My question is about the Random Forest model development using sample-classifier. As I understand this tool, it uses a subset of the data to train the decision trees and then applies the trees to 100% of the data to determine its accuracy. Is this correct, and if so, what percentage of the data are used for the training set?
Incorrect. The data are split into separate training and test sets. So accuracy is only estimated on the test set, which is never seen by the model during training.
See the --p-test-size parameter
If you want to obtain classifications of all samples, see the classify-samples-ncv method. It does not produce a classifier that you can save and re-use, but it classifies all samples through nested cross-validation (essentially it performs classify-samples N times over so that a different classifier is trained each time and each sample is in the test set once and in the training set N-1 times).
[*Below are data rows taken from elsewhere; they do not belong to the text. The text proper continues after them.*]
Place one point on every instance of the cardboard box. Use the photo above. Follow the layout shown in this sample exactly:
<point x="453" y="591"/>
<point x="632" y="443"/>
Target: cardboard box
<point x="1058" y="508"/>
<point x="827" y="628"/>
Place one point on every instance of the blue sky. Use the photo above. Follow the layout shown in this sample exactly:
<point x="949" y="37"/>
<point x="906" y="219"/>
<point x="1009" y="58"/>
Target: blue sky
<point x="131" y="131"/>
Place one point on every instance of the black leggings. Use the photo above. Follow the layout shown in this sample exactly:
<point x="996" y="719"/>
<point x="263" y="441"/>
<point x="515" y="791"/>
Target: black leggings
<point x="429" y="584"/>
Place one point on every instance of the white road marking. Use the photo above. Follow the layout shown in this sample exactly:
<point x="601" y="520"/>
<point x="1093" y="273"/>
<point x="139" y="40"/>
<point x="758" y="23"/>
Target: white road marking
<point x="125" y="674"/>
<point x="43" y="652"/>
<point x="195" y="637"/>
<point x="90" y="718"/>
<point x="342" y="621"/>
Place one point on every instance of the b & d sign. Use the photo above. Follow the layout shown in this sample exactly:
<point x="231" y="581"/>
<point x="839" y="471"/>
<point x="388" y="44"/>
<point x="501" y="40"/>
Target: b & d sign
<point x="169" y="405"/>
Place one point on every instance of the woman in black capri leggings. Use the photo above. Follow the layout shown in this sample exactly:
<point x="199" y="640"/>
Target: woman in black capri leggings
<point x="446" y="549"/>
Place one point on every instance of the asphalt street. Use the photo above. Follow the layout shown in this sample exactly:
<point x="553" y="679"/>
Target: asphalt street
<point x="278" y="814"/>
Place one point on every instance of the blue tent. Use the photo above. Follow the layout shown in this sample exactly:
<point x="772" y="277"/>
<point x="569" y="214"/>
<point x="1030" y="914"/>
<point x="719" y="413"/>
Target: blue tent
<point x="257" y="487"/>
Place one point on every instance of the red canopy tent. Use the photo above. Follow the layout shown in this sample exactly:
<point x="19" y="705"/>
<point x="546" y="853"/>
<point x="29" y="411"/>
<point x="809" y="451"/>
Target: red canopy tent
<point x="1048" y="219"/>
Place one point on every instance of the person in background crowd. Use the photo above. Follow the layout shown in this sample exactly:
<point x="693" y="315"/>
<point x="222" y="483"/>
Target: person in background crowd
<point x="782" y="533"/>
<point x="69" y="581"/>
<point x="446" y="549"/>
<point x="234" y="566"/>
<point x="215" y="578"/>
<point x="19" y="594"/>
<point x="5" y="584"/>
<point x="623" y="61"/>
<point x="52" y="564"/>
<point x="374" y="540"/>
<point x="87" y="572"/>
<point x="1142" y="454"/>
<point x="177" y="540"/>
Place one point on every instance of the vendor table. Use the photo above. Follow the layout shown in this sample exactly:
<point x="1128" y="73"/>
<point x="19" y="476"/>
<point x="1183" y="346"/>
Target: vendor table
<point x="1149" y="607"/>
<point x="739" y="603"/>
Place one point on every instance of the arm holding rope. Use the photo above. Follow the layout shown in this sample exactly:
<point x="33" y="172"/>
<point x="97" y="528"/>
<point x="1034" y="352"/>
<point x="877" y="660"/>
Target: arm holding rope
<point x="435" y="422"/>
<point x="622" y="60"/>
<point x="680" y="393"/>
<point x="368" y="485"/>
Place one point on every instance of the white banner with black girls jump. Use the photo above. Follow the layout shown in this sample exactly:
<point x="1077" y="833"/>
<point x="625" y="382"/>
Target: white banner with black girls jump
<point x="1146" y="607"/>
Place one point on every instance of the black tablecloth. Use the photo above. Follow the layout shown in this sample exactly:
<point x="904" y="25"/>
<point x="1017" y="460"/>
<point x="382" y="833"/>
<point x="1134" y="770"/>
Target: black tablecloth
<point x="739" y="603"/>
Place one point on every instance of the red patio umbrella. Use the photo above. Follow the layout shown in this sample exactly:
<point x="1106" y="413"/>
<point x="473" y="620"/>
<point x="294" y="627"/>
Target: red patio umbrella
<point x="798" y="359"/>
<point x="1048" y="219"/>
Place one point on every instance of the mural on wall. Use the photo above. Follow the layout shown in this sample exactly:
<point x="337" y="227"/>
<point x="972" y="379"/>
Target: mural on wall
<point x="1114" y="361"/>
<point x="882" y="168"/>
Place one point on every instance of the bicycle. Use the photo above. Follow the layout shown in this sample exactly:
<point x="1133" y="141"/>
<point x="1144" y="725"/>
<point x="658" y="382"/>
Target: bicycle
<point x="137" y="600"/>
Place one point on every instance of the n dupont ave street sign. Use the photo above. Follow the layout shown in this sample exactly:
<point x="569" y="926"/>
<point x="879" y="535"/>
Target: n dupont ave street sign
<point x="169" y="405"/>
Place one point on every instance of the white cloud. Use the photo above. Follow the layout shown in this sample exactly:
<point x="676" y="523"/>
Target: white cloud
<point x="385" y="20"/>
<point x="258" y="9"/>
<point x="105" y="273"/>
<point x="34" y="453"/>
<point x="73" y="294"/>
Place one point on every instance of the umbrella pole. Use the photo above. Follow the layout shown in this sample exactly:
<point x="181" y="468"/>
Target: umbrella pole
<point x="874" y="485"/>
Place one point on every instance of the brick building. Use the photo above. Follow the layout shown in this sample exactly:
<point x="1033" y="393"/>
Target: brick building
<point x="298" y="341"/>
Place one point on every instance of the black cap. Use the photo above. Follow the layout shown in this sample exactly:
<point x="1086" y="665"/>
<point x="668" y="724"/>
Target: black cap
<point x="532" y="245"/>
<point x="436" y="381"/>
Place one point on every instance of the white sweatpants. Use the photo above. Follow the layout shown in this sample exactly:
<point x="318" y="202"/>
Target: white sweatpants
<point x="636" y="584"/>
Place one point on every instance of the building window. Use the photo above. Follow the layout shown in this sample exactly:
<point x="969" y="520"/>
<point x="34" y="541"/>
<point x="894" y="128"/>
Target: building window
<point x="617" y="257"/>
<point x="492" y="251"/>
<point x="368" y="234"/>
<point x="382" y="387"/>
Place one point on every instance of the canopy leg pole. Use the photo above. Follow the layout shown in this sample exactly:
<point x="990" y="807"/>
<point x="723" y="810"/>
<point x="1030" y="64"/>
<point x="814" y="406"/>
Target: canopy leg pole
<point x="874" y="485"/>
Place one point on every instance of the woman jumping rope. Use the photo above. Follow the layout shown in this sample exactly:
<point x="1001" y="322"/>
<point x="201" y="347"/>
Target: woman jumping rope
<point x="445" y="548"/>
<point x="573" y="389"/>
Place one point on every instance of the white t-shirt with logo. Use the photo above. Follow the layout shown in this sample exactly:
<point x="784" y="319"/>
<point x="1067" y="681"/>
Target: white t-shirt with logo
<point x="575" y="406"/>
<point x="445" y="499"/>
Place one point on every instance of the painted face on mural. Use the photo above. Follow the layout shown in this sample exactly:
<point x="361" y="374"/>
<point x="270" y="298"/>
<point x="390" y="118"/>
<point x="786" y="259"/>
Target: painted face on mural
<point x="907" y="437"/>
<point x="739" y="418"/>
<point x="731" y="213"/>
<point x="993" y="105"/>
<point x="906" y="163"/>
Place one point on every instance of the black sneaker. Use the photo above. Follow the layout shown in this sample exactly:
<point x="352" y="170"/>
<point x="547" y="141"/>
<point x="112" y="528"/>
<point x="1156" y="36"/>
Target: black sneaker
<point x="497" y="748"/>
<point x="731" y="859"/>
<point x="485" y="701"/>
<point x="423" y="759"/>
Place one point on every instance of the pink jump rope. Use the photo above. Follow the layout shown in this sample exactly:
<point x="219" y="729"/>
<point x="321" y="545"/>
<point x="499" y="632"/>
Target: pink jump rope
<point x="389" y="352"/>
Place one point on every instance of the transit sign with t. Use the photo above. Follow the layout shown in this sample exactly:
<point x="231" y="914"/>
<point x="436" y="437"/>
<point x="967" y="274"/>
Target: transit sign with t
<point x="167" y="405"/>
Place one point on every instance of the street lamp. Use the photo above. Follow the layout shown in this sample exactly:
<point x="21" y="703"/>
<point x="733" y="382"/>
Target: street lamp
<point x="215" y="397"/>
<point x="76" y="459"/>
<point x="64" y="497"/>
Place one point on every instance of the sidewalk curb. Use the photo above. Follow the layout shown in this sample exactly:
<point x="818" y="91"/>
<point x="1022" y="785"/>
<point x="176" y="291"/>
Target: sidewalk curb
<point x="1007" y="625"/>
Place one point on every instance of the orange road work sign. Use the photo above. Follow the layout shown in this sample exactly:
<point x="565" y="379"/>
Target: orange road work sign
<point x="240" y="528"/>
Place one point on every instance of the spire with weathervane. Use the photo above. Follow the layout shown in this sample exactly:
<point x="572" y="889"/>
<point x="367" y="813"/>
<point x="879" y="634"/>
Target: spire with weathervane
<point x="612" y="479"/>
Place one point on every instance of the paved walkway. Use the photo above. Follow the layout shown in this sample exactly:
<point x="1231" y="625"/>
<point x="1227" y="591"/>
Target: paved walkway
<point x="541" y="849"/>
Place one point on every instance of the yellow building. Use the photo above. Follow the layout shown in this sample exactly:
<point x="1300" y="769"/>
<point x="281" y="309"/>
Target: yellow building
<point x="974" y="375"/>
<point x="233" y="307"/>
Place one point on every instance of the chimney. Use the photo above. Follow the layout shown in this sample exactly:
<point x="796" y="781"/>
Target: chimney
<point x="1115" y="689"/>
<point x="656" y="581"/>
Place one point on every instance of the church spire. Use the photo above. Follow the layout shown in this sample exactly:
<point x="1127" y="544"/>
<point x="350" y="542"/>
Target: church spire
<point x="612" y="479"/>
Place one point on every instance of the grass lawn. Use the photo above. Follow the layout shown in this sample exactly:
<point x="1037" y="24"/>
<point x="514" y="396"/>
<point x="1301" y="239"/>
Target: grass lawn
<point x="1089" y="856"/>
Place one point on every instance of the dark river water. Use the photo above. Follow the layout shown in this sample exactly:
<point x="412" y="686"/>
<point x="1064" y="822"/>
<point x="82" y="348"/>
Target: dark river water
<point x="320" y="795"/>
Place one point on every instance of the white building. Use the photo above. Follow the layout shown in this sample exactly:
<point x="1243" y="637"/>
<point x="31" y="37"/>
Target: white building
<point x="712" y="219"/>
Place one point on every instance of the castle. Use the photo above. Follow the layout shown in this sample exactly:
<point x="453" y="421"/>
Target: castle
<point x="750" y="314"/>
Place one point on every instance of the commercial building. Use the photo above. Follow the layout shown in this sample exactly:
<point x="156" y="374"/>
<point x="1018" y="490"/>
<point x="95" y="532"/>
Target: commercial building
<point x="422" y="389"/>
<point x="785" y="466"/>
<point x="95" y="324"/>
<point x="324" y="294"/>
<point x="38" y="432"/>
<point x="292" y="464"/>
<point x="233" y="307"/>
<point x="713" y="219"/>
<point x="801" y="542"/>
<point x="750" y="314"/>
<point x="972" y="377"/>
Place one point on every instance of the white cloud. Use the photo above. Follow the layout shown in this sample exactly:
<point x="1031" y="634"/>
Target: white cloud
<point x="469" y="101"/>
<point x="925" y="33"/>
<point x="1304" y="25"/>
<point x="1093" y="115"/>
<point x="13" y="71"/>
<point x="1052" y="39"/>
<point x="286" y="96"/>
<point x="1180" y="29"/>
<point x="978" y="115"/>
Thanks for the quick response, and the clarification! Looks like the --p-test-size default value is 0.2, meaning 80% of the data are used for training and 20% for testing, correct?
Classify-samples-ncv seems like a great alternative to include all samples in the classifier, I will look into that. Thanks again!
That method is new in this release and has not been documented yet. More documentation is coming out in next month's release, but its use is similar to classify-samples note, however, that accuracy for that method is reported in stdout (i.e., printed to terminal) so use the --verbose flag if you are using command line. We do not yet have a method for visualizing the accuracy of that method (did not make it into last month's release — keep an eye out for next month's release which will have lots of goodies in store for all of sample-classifier)